The governor thus continues to entrench his hold on the party, with the recent redeployment of two loyalists of the FCT minister in his cabinet, namely, Prof Zacchaeus Adangor, SAN, the state Attorney-General and Commissioner for Justice, and Isaac Kamalu, the state

Commissioner for Finance, to whom the governor redeployed to the Ministries of Special Duty (Governor’s Office) and Employment Generation and Economic Empowerments, respectively.

Watchers of political events in the state described the deployments as attempts by Fubara to whittle down their powers and influence in his administration and render them somewhat redundant.

Prof.Adangor and Kamalu’s rejection of their deployment and consequent resignation from the cabinet a day after their deployments, to all intent and purposes, thus achieved what political analysts described as a subtle way of asking them to take a bow and leave without necessarily firing them, which otherwise would have been a violation of the Abuja peace treaty.

But another school of thought said that aside from the commissioner for youths and that of information and communications, and perhaps one or two others believed to be his staunch supporters, the governor may still be eating with the devil as other known loyalists of the FCT minister are still in his cabinet.

The appointment of 16 new Permanent Secretaries with gifts of new Sports Utility Vehicles in January this year, was said to be a masterstroke to enable him to work with those he feels comfortable with, while the commissioners in those ministries may be the mere status of symbols or ceremonial heads going forward, especially as it may be difficult for him to appoint new commissioners, knowing full well that they would be subjected to screening and confirmation by a legislature which is not his best of friends.

Another twist to the tale is the list of the state PDP caretaker committee members, released over a fortnight ago by the party’s national secretariat, which was populated by Wike’s men, suggesting that the former governor still has a handful grip on the party in the state and at the national level.

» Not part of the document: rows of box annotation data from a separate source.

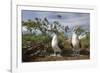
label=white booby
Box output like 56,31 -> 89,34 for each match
72,28 -> 81,56
51,33 -> 61,56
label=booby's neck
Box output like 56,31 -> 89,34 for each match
72,32 -> 78,39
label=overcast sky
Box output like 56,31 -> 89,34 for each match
22,10 -> 90,30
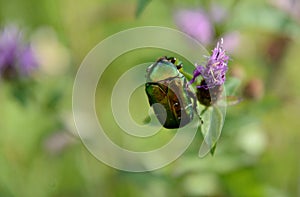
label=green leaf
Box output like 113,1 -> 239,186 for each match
199,91 -> 226,157
225,77 -> 241,95
135,0 -> 151,18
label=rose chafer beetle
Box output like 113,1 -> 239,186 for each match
145,57 -> 197,129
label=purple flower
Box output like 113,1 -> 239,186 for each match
0,26 -> 37,79
190,39 -> 229,89
174,9 -> 214,45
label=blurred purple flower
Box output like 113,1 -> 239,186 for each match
0,26 -> 37,79
174,9 -> 214,45
222,31 -> 242,54
210,3 -> 227,23
190,39 -> 229,89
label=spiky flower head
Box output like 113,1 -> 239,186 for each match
190,39 -> 229,89
190,39 -> 229,106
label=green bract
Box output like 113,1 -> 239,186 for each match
145,57 -> 196,129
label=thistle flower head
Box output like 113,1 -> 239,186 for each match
190,39 -> 229,89
0,26 -> 37,78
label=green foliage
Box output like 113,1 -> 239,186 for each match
135,0 -> 151,17
0,0 -> 300,197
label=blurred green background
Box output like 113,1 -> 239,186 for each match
0,0 -> 300,197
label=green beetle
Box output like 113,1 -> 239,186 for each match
145,57 -> 196,129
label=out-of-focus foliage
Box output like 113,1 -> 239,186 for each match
0,0 -> 300,197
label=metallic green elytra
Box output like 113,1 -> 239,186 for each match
145,57 -> 195,129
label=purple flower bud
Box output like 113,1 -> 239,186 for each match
0,26 -> 37,79
190,39 -> 229,89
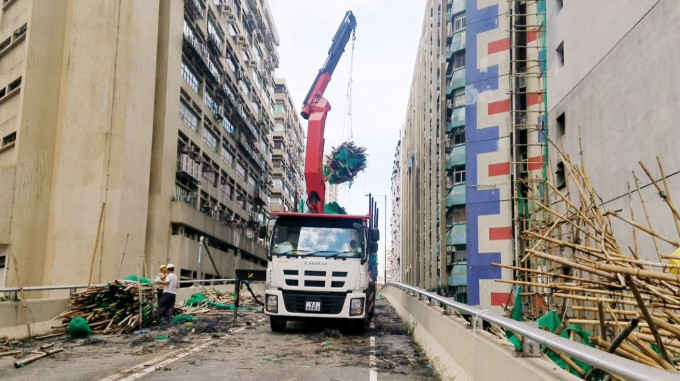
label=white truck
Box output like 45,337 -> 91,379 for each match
264,212 -> 379,332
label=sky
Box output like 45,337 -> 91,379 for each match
268,0 -> 425,280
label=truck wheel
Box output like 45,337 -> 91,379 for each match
269,316 -> 286,332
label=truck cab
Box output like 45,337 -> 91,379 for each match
264,213 -> 377,331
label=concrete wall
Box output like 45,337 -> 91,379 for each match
548,0 -> 680,260
381,287 -> 579,381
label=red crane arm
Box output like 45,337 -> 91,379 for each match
301,11 -> 357,213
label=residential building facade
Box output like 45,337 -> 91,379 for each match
0,0 -> 294,286
270,78 -> 306,212
547,0 -> 680,255
401,0 -> 547,308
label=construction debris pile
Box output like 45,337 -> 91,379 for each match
323,141 -> 366,186
175,287 -> 257,315
494,148 -> 680,379
55,280 -> 156,335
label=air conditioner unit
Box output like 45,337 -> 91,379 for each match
517,76 -> 527,89
213,106 -> 224,120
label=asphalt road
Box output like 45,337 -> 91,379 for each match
0,297 -> 438,381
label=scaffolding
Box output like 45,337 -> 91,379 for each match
508,0 -> 550,314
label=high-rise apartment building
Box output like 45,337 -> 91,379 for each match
387,137 -> 402,282
270,78 -> 305,212
547,0 -> 680,255
0,0 -> 299,286
401,0 -> 546,307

Of particular importance and interest is the fact that while the state publicity secretary of the PDP, Sydney Gbara, is working with Governor Fubara, the chairman of the ruling party in the state, Aaron Chukwuemeka, is loyal to Wike.

It is also noteworthy that in his bid to keep his loyalist base secure and intact, and maintain his stranglehold on the party in the state, the FCT minister has influenced the appointment of some of his confidants into key positions at the federal level so that they don’t change their minds and become ‘SIMPLIFIED’.

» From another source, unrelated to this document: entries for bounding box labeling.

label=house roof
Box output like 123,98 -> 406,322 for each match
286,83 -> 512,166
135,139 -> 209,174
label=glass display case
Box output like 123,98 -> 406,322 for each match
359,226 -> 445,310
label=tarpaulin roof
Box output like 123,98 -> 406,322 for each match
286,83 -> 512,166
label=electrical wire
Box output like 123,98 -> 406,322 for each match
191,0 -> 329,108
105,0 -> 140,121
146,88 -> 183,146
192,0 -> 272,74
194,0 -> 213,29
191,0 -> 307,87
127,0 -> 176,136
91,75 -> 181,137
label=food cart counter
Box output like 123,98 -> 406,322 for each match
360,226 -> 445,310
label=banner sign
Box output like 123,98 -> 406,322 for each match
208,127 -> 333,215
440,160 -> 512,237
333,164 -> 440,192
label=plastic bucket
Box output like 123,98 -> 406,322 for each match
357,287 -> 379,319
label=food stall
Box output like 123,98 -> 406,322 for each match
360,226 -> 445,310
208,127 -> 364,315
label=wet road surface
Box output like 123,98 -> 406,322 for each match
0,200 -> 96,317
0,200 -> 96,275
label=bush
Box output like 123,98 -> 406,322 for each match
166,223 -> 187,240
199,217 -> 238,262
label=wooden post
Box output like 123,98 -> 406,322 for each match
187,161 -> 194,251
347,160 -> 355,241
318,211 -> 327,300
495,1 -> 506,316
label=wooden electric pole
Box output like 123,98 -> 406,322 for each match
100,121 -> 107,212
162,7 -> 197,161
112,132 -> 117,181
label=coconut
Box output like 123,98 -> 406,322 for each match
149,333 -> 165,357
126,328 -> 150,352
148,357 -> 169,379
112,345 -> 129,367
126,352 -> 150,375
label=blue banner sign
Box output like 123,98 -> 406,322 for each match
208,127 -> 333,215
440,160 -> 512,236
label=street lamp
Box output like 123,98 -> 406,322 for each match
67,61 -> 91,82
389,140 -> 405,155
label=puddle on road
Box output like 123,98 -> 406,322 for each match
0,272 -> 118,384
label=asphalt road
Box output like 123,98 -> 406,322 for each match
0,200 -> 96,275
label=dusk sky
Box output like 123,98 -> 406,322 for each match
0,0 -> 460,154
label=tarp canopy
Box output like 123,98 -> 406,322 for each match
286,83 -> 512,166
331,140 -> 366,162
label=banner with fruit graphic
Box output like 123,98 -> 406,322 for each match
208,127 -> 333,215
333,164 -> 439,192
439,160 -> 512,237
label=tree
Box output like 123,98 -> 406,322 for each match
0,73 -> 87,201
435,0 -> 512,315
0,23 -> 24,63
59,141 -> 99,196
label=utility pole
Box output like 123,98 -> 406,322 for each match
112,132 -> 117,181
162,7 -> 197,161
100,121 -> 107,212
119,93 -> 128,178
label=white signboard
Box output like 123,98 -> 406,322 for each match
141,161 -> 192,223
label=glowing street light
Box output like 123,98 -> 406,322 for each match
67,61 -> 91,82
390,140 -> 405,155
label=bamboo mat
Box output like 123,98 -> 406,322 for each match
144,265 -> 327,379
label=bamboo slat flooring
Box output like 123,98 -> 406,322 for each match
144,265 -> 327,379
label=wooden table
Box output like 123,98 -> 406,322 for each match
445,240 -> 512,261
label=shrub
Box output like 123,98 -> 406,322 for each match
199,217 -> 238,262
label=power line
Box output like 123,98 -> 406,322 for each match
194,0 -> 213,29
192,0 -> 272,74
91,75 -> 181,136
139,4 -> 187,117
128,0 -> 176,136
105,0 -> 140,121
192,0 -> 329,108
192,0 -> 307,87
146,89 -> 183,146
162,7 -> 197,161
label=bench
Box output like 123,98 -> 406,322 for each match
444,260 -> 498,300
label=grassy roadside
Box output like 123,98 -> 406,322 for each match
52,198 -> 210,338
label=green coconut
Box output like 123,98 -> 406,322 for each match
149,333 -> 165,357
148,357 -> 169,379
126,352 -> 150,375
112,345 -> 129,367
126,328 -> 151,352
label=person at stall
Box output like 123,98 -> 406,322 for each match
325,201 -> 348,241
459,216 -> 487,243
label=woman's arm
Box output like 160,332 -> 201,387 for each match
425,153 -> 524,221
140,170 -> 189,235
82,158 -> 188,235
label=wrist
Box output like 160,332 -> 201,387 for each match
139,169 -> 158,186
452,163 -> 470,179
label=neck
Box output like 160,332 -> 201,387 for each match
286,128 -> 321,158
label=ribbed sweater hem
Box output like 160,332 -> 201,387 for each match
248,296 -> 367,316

Some of the appointments are that of the former state PDP chairman, Amb. Desmond Akawor, who is now a federal commissioner of the Revenue Mobilisation, Allocation and Fiscal Commission; his predecessor, Mr Felix Obuah, is now the coordinator of the Abuja Metropolitan Management Council.

Also, the former commissioner for works under Governor Fubara, Dr Des George Kelly, was appointed the Director-General of the Border Communities Development Agency, and Prof. Henry Ogiri was appointed as federal commissioner in the National Population Commission, among others approved by President Tinubu himself.

Meanwhile, with the tenure of the current LG chairmen winding down, it is yet unknown whether Governor Fubara will conduct local government election as the state, just APC caretaker committee chairman, Chief Okocha, has alleged plans by Fubara to install council administrators at the expiration of the tenure of the council chairmen.

Also, the state legislature had amended the local government law by fiat, empowering the government to extend the tenure of the council chairmen by not more than six months, if the governor fails to conduct council elections.

Wike’s camp is however, unsettled with the recent support Governor Fubara received from Atiku’s loyalists in the state, including Dr Sekibo, Secondus, Opara, Sir Omehia, Senator Meaba, Dr Nwibubasa, all of whom Wike recently described as ‘expired politicians,’ and a couple of others who openly declared loyalty and support for Governor Fubara and chided Wike.